Planning:  Prevention is unlikely to be 100% effective.  We plan for fires with fire departments, medical emergencies with ambulances and hospitals, and snow with snowplows.  Similarly we need to plan, in advance, for our response when someone with intent to kill indiscriminately gets access to the tools to carry out their desires.

Preparation:  No amount of planning will be effective unless we prepare for the execution of the plan.  For just one example, if teachers are to sequester the students in a classroom, then their needs to be an effective way of locking the door from the inside quickly, in such a way that the shooter cannot enter but the police can.  The door needs to be strong enough that bullets cannot enter the classroom ….
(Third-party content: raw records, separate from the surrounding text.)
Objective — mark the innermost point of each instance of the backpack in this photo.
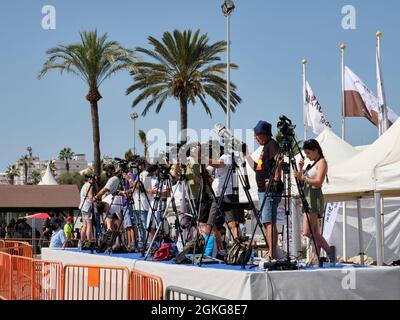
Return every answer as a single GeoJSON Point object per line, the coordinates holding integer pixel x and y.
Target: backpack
{"type": "Point", "coordinates": [190, 248]}
{"type": "Point", "coordinates": [238, 254]}
{"type": "Point", "coordinates": [164, 253]}
{"type": "Point", "coordinates": [110, 242]}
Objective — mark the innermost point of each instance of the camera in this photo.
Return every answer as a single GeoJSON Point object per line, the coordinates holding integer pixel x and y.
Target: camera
{"type": "Point", "coordinates": [285, 126]}
{"type": "Point", "coordinates": [124, 166]}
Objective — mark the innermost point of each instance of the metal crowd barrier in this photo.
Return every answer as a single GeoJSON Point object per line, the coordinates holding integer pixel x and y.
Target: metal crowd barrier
{"type": "Point", "coordinates": [95, 283]}
{"type": "Point", "coordinates": [177, 293]}
{"type": "Point", "coordinates": [48, 280]}
{"type": "Point", "coordinates": [17, 248]}
{"type": "Point", "coordinates": [145, 286]}
{"type": "Point", "coordinates": [5, 276]}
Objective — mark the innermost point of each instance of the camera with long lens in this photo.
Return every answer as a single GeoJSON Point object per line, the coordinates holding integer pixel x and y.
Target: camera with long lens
{"type": "Point", "coordinates": [285, 126]}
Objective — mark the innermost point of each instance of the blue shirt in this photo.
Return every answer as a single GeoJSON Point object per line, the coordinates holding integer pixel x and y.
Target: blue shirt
{"type": "Point", "coordinates": [57, 239]}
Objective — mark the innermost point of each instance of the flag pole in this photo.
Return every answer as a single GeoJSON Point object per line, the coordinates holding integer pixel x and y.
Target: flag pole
{"type": "Point", "coordinates": [381, 97]}
{"type": "Point", "coordinates": [342, 48]}
{"type": "Point", "coordinates": [344, 225]}
{"type": "Point", "coordinates": [304, 63]}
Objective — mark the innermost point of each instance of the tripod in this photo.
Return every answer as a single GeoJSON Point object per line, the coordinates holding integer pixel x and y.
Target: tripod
{"type": "Point", "coordinates": [243, 179]}
{"type": "Point", "coordinates": [164, 183]}
{"type": "Point", "coordinates": [286, 148]}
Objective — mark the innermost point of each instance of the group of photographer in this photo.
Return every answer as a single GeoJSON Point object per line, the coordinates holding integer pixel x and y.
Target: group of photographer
{"type": "Point", "coordinates": [134, 203]}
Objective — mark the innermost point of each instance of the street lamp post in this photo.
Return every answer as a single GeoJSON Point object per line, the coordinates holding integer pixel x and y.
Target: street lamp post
{"type": "Point", "coordinates": [134, 116]}
{"type": "Point", "coordinates": [227, 9]}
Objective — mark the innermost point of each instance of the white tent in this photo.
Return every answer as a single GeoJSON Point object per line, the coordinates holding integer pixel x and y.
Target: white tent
{"type": "Point", "coordinates": [377, 168]}
{"type": "Point", "coordinates": [48, 178]}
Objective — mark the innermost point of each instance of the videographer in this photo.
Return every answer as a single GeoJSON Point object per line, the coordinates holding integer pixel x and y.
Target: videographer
{"type": "Point", "coordinates": [158, 194]}
{"type": "Point", "coordinates": [86, 209]}
{"type": "Point", "coordinates": [233, 216]}
{"type": "Point", "coordinates": [107, 202]}
{"type": "Point", "coordinates": [141, 200]}
{"type": "Point", "coordinates": [267, 162]}
{"type": "Point", "coordinates": [313, 178]}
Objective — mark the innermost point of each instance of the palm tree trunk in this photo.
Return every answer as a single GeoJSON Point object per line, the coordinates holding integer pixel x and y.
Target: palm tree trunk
{"type": "Point", "coordinates": [93, 97]}
{"type": "Point", "coordinates": [183, 108]}
{"type": "Point", "coordinates": [26, 174]}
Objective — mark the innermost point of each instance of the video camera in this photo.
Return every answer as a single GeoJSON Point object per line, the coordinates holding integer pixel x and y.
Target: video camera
{"type": "Point", "coordinates": [124, 166]}
{"type": "Point", "coordinates": [90, 176]}
{"type": "Point", "coordinates": [285, 126]}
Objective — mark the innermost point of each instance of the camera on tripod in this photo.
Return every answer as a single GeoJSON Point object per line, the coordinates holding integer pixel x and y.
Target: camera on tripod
{"type": "Point", "coordinates": [124, 166]}
{"type": "Point", "coordinates": [285, 126]}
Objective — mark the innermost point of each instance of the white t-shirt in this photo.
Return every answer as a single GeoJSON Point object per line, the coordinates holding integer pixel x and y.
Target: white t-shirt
{"type": "Point", "coordinates": [143, 204]}
{"type": "Point", "coordinates": [112, 184]}
{"type": "Point", "coordinates": [85, 203]}
{"type": "Point", "coordinates": [220, 176]}
{"type": "Point", "coordinates": [115, 203]}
Training: Those involved in the response need to be trained in their expected roles and actions.  No amount of planning and preparation will be effective if those involved do not know what is expected of them and know the procedures necessary to carry out the expectations.  These responses need to be automatic which leads us to:

Practice:  In an emergency situation we often run on instinct.  That instinct can be effective or ineffective.  Practice can make the response automatic so that the right thing is done during the confusion of the actual event.  Without practice and preparation the response may become ineffective.  Practice also involves some sort of  the simulation of the event.

Execution:  When the time comes, the plan needs to be successfully implemented.

Evaluation:  After the incident the response needs to be evaluated.  Even if the execution of the plan was successful an evaluation still needs to be performed.  There are some of the questions that need to be asked:  What worked, what didn’t work, were there barriers to execution, was the preparation adequate, what changes would make the response more effective, what could have been done to prevent the incident in the first place.  These questions allow for the accumulation of best practices, issues that need addressing, and modifications that might make the entire sequence more effective.

Modification:  Evaluations will not lead to improvement unless the evaluations leads to modifications of the system.  When it becomes apparent that modifications would be effective, they need to be implemented.   After implementation the entire process needs to be gone through again.

As I listen to people talk about the problem of gun violence in schools it seems most speakers put the emphasis on one or two of these items.  I have come to the conclusion that dealing effectively with the problem will involve addressing each of these areas.  We do this in other areas where failure involves catastrophic consequences.  We need to take shootings in school with the same seriousness, or even more seriousness, than other potentially catastrophic events; at the national, state, and regional levels.   Taking it seriously involves; study, legislation, funding, and the desire and will of all those who can have an impact on the schools.

Again my prayers and heart go out to all those who grieve,  My encouragement goes out to the young people who are working so hard to make a difference.   Perhaps the biggest thing each of us can do is to vote out of office all those who do not take this problems seriously enough to look for and implement solutions that are effective on multiple levels.